Generalized boundary continuous method for the free vibration solution of clamped porous plates

This article presents analytical closed-form solutions for the free vibration response of isotropic and porous plates with fully clamped (C4) boundary conditions. For the first time, the double Fourier series-based boundary continuous method (BCM) and the Carrera unified formulation (CUF) are used to obtain analytical solutions for the highly coupled partial differential equations of motion. The Taylor-like polynomials are employed within the CUF-based displacement field to accurately model the complex behavior of the plate along the thickness direction. The equations of motion and natural boundary conditions are derived by using the principle of virtual displacement (PVD). The BCM is employed to solve the governing equations yielding strong-form (exact in the limit) solutions.

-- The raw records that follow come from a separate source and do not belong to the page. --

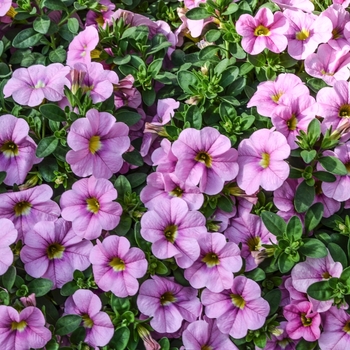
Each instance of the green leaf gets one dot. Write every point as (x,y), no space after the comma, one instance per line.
(46,146)
(338,254)
(304,196)
(313,216)
(313,248)
(274,223)
(333,165)
(320,291)
(42,24)
(198,13)
(67,324)
(26,38)
(53,112)
(40,286)
(273,297)
(126,116)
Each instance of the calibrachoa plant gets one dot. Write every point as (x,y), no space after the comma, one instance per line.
(174,175)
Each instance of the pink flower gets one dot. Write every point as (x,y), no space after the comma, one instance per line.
(205,334)
(261,161)
(97,143)
(174,231)
(268,95)
(116,266)
(329,64)
(302,322)
(217,261)
(52,250)
(80,48)
(26,208)
(98,325)
(237,310)
(90,207)
(168,303)
(24,330)
(205,157)
(29,86)
(265,30)
(8,235)
(306,31)
(336,330)
(17,149)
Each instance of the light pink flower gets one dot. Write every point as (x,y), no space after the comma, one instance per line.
(52,250)
(237,310)
(24,330)
(97,143)
(116,266)
(90,207)
(261,161)
(98,325)
(29,86)
(265,30)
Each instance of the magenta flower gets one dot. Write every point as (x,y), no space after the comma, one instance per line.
(174,231)
(251,233)
(8,235)
(97,143)
(24,330)
(116,266)
(205,157)
(52,250)
(215,265)
(336,330)
(98,325)
(26,208)
(205,334)
(306,31)
(17,149)
(302,321)
(29,86)
(261,161)
(237,310)
(168,303)
(268,95)
(80,48)
(265,30)
(90,207)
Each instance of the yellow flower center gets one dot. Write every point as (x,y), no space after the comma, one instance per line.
(261,31)
(22,208)
(302,35)
(55,251)
(94,144)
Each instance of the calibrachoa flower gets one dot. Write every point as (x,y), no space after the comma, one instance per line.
(261,161)
(97,143)
(217,261)
(98,325)
(17,149)
(24,330)
(8,235)
(116,266)
(302,322)
(238,309)
(205,334)
(26,208)
(52,250)
(90,207)
(205,157)
(265,30)
(336,330)
(29,86)
(168,303)
(174,231)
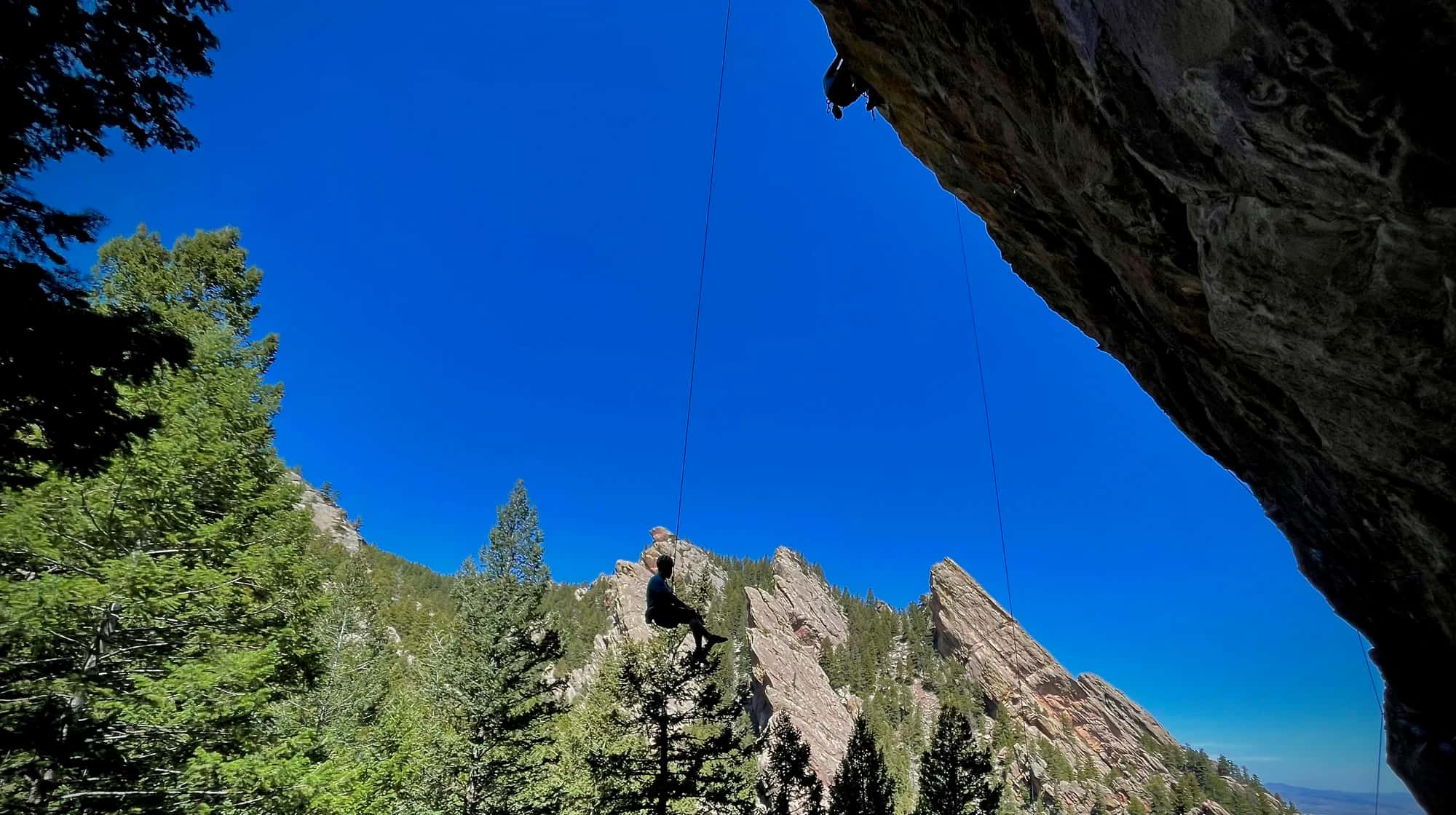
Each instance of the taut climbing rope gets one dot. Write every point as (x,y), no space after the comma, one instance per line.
(703,271)
(986,410)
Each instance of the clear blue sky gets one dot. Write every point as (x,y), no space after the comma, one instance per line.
(481,234)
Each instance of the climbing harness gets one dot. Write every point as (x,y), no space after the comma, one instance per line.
(986,410)
(703,271)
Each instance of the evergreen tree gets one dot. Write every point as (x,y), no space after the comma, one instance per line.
(76,71)
(863,785)
(155,616)
(1189,797)
(679,739)
(787,784)
(1160,797)
(494,667)
(957,775)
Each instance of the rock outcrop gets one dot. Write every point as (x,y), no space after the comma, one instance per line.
(1085,718)
(627,599)
(813,612)
(786,634)
(328,517)
(1253,206)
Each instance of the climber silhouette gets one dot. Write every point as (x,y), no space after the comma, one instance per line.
(844,88)
(666,611)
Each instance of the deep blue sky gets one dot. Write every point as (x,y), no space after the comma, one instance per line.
(481,234)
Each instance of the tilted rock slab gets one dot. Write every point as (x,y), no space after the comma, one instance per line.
(790,682)
(815,615)
(328,519)
(1253,206)
(1083,717)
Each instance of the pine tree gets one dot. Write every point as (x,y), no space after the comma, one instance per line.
(863,785)
(678,737)
(154,618)
(76,73)
(1189,797)
(1161,800)
(957,775)
(787,784)
(494,666)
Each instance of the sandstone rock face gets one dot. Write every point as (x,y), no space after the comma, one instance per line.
(788,682)
(1085,718)
(787,631)
(1253,206)
(328,517)
(691,562)
(813,611)
(627,599)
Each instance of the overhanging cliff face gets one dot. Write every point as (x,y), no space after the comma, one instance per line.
(1253,206)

The validity and robustness of combining CUF and BCM are assessed by detailed comparison with 3D and 2D references available in the open literature and, where possible, with commercial software. The effects of the number of trigonometric terms m,n of the double Fourier series-based solution, side-to-thickness ratio b/h, porous distribution patterns, and porosity coefficient e0 on the accuracy and convergence characteristics of the proposed methodology are investigated. Finally, the proposed strategy of solution appears to be suitable for predicting the natural frequencies of structures using data-driven artificial intelligence.